Development of a scintillation proximity assay for human insulin-like growth factor-binding protein 4 compatible with inhibitor high-throughput screening.

The insulin-like growth factor-binding protein 4 (IGFBP-4), which exists in many different tissues and biological fluids, modulates insulin-like growth factor 1 (IGF-1) bioavailability in part by competitive sequestration and prevention of interaction with cell membrane IGF-1 receptors. Accordingly, small molecules that inhibit the ability of IGF-1 to associate with IGFBP-4 may have clinical utility as regulators of cellular proliferation, survival, and differentiation. Currently, a polyethylene glycol-based precipitation of [(125)I]IGF-1 bound to IGFBP-4 is used to quantify selective IGFBP-4 ligand interactions. We have developed a novel 96-well plate scintillation proximity assay (SPA) for measuring small molecule interactions at IGFBP-4 using a biotinylated form of IGFBP-4 coupled to streptavidin-coated polyvinyltoluene (PVT) SPA microbeads and using [(125)I]IGF-1 as the endogenous ligand.

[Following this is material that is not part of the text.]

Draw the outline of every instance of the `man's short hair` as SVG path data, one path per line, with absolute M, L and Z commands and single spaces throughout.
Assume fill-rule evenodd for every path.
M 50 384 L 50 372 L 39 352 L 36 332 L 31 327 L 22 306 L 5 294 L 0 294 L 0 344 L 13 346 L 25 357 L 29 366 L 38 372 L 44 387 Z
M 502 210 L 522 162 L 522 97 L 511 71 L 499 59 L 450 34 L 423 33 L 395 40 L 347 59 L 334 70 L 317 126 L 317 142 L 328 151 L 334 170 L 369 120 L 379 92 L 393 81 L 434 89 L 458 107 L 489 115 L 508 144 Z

Dose-displacement curves with unlabeled IGF-1 exhibited a mean K(d) value of 0.46 nM. Parallel studies using the nonselective IGFBP inhibitor, NBI-31772, generated a K(i) value of 47 nM. Under optimized conditions, the IGFBP-4 SPA was stable for up to 24h at room temperature and was unaffected by dimethyl sulfoxide (DMSO,<0.5%). This homogeneous binding assay is simple, stable, sensitive, and amenable to automation. The good signal/noise ratio (10:1) and Z' factor (0.7-0.8) make it compatible with high-throughput screening platforms for the identification of IGFBP-4 inhibitors. The IGFBP-4 binding assay may be expanded to other IGFBP members, in biotinylated form, to provide a powerful tool amenable to drug screening and the design of therapeutics to treat a variety of IGF-responsive diseases.